Gabriel, no lo creí —vociferó mi amigo, derramando lágrimas de coraje—; no creí que hubiera españoles capaces de semejante vileza. No, el que tal ha hecho no es español.

Y los dos casi sin darnos cuenta de ello, hicimos coro con la rabiosa multitud, gritando: ¡Mueran los traidores!

—¡Ese Mañara, ese ladrón! —gritaron a nuestro lado.

—¡Él ha sido! ¡Mueran los traidores y viva Fernando VII!

¡De arena! ¡Los cartuchos de arena! Esta funesta frase corrió por todo Madrid más rápidamente que si la llevara la electricidad. En muchas partes, que no en todas, pudo confirmarse la verdad de la afirmación; pero la iraera general, y el que había puesto arena en los cartuchos fue condenado a muerte por la indignación popular. Mi amigo y yo observamos que la multitud corría en todas direcciones; pero los más iban hacia la Merced. Desapareció de nuestra vista la Pelumbres, el tío Mano, y desapareció también la Zaina. Corrimos por la calle de Jesús y María, y al llegar a la de la Magdalena, la vimos completamente llena de gente: todo el vecindario estaba en los balcones, y un clamor inmenso llenaba la vasta longitud de la calle.

Hacia el centro de ella existía entonces, y existe aún, una casa suntuosa, pero de bastarda y ridícula arquitectura, por haber puesto en ella su mano D. Pedro de Ribera, autor de la fachada del Hospicio. A aquella casa histórica, residencia antes y también hoy de una respetabilísima familia, por mil títulos merecedora de la estimación pública, se dirigían las amenazas de la muchedumbre, borracha de ira. Todos querían entrar; pero las puertas estaban cerradas. Este obstáculo no tardó en desaparecer, y terribles hachazos hicieron temblar las labradas maderas de la puerta señorial, protegida por el ancho escudo que en esculpidos emblemas representaba hazañas y virtudes de otros tiempos. Mas ¿quién reparaba en esto?
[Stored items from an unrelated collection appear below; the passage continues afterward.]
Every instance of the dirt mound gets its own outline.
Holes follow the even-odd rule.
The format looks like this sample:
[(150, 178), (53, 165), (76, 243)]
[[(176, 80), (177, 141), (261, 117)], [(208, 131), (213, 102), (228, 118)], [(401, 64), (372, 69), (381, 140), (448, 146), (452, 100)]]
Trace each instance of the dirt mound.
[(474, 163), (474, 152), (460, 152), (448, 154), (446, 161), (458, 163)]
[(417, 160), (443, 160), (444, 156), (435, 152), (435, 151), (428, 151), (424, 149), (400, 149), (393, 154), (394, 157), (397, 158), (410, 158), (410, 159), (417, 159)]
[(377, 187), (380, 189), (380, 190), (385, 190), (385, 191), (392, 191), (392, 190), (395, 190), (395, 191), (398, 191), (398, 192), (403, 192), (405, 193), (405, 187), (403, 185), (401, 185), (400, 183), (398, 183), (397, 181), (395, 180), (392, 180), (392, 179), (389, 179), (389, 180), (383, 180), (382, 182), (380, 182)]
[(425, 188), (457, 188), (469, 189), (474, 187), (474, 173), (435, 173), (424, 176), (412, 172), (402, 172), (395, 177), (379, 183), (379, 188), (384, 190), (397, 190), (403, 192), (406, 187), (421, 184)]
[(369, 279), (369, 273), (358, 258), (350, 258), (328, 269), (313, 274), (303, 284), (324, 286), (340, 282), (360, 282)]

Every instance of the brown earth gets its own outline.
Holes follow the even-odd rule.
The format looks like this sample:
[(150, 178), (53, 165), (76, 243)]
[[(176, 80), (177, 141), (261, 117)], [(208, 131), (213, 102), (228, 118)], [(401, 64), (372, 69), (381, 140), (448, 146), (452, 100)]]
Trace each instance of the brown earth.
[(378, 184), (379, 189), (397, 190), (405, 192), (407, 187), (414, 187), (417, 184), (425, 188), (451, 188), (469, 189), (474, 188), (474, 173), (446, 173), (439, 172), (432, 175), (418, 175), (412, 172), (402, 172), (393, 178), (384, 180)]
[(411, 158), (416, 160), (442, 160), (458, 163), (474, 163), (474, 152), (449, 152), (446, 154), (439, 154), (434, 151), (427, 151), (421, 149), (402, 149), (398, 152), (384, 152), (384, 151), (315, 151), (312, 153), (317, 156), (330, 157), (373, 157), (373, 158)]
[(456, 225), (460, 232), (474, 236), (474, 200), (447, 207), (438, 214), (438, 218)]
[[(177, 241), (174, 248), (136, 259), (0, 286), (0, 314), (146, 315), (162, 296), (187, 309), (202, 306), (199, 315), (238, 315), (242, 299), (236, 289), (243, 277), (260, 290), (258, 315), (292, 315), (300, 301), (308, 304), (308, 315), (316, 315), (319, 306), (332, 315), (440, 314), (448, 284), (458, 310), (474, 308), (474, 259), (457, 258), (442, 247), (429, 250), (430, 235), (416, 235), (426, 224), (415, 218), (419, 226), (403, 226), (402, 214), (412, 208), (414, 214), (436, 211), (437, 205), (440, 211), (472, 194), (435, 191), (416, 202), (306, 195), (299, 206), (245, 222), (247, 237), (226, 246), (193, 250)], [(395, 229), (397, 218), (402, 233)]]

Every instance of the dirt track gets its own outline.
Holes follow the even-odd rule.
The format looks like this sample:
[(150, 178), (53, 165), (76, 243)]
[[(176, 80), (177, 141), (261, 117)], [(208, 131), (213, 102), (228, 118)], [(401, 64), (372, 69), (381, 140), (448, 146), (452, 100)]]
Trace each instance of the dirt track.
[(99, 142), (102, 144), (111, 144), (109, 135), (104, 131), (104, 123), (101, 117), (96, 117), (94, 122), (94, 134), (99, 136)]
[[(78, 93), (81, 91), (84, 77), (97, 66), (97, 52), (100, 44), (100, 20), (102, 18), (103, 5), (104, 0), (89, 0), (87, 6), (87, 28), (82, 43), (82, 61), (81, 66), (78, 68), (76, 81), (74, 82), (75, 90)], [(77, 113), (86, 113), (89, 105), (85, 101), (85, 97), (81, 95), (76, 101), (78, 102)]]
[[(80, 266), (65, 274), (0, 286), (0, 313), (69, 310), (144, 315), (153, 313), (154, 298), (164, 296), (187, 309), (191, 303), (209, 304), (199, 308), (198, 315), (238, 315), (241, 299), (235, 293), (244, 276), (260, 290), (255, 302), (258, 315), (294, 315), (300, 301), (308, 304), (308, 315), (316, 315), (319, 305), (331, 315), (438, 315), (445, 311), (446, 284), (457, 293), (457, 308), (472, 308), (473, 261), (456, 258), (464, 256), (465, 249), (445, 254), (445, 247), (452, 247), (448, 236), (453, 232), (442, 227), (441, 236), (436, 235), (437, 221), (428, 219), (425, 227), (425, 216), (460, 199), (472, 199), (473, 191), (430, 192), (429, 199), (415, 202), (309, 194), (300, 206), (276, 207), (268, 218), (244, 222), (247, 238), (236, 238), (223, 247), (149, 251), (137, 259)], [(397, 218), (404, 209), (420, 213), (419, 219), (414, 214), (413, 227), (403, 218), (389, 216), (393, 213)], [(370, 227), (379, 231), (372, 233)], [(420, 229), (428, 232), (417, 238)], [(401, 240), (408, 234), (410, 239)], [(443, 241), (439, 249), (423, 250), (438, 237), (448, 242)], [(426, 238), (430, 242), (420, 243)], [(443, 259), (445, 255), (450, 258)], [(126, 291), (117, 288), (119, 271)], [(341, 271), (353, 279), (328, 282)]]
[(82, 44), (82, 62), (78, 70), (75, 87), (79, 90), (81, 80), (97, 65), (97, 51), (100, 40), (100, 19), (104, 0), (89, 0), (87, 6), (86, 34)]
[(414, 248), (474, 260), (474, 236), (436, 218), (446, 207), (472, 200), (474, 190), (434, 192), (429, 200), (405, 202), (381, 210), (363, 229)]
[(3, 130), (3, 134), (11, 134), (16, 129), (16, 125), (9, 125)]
El pueblo, que ya había pisoteado en Aranjuez la real corona, no vacilaba en pasar por sobre la de un noble.

Hicieron, pues, pedazos la puerta, y el pueblo entró desbordándose e invadiendo el palacio, como un río que rompe los diques que durante siglos le han contenido y se extiende por el llano con ímpetu destructor. Entraron todos, los que iban con algún objeto y los que no iban más que a gritar. No debía, pues, hacerse esperar mucho la satisfacción de la popular furia, y bien pronto nos quedamos helados de terror, oyendo decir: «Le han matado, ya le han matado».

¡Pobre y desgraciado Mañara! Ayer ídolo, ayer amigo, ayer compañero de la vil plebe, cuyo traje y costumbre, y hablar y modos imitaba, hoy inmolado por ella con barbarie inaudita, con esa cruel presteza que ella emplea ¡la infame furia! en todas sus cosas.

Pero lo espantoso, lo abominable, y más que abominable vergonzoso para la especie humana, fue lo que ocurrió después. La plebe tiene un sistema especial para celebrar las exequias de sus víctimas, y consiste en echarles una cuerda al cuello y arrastrarlas después por las calles, paseando su obra criminal, sin duda para presentarse a los piadosos ojos en la plenitud de su execrable fealdad. Esto pasó con el cadáver del infeliz regidor, a quien conocimos amante de Lesbia, amante de la Zaina, amante de todas, pues no hubo otro que como él prodigara su hermosa persona en altas y bajas aventuras; esto pasó con el cadáver del infeliz a quien llamo D. Juan de Mañara, no porque este fuera su nombre, sino porque me cuadra designarle así, para no andar trayendo y llevando los títulos de respetables casas, por los altibajos de esta puntual historia. Pero apartemos los ojos, no miremos, no, ese despojo sangriento que por la calle de la Magdalena, y después por la del Avapiés abajo, arrastran en inmunda estera unos cuantos monstruos, hombres y mujeres tan sólo en la apariencia: cerremos los oídos a sus infames gritos, y sobre todo no miremos ese destrozado cuerpo, aún caliente, a quien las puñaladas, los golpes, el frecuente tropezar van quitando la figura humana, haciendo un jirón lastimoso de lo que fue, de lo que era pocos minutos antes hombre gallardo y gentil, y lo que es más digno de consideración, hombre dichoso y amable. Y mientras pasa esa salvaje bacanal, ese río de sangre y de infamia y de crimen, meditemos sobre las mudanzas mundanas, y especialmente sobre las cosas populares, las más dignas de meditación y estudio.